While both countries continue to rely heavily on oil and gas imports, Moody’s expects China’s oil demand to grow only marginally and peak at around 800 million tonnes per annum (mmtpa) by 2030, due to slower economic growth and a shift towards clean energy. Refining capacity in China is also near the state-mandated cap of 1 billion tonnes, the report noted.
   
Meanwhile, the report warned that India’s reliance on imports will increase if it fails to reverse the decline in domestic production, while Chinese national oil companies (NOCs) are poised to outperform their Indian counterparts in production growth over the next 3–5 years. This growth will be driven by investments in complex shale gas and offshore projects.
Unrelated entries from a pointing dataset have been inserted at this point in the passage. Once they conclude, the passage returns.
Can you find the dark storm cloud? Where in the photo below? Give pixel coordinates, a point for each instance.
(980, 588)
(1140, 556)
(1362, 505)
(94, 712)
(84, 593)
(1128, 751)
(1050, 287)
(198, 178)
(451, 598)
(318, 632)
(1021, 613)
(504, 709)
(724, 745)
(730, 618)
In contrast, Indian NOCs are grappling with ageing wells and slow investment momentum.
 
“Additionally, Chinese NOCs’ greater value chain integration mitigates earnings volatility, and they have lower leverage and higher interest coverage,” the report said. As a result, rated Chinese NOCs will maintain their credit advantage over rated Indian NOCs, Moody’s predicted. 
 
Policy play
 
Government policies in India, especially fuel price controls, will continue to have a more significant impact on the operations of NOCs, the report stated. While both countries aim to ensure price stability and adequate supply, the effect is more pronounced in India, where pricing mechanisms have led to greater volatility in earnings and cash flows, Moody’s said.
 
India also relies more heavily on taxes and dividends from its petroleum sector to support its fiscal budget than China.
 
“Chinese NOCs continue to invest heavily in exploration and development to enhance self-sufficiency. Their investments in downstream refining and petrochemical sectors will gradually decline over the next 3–5 years as most major projects have been completed. By contrast, NOCs in India will still invest heavily to expand refining and petrochemical facilities over the next five years to meet growing domestic demand,” the report added.
 
Government policies in China are more market-oriented. The report noted that with carbon regulation still evolving in India, Indian NOCs face less immediate pressure to invest in green technologies compared to their Chinese counterparts, who face stricter rules and are required to transition to greener practices more rapidly.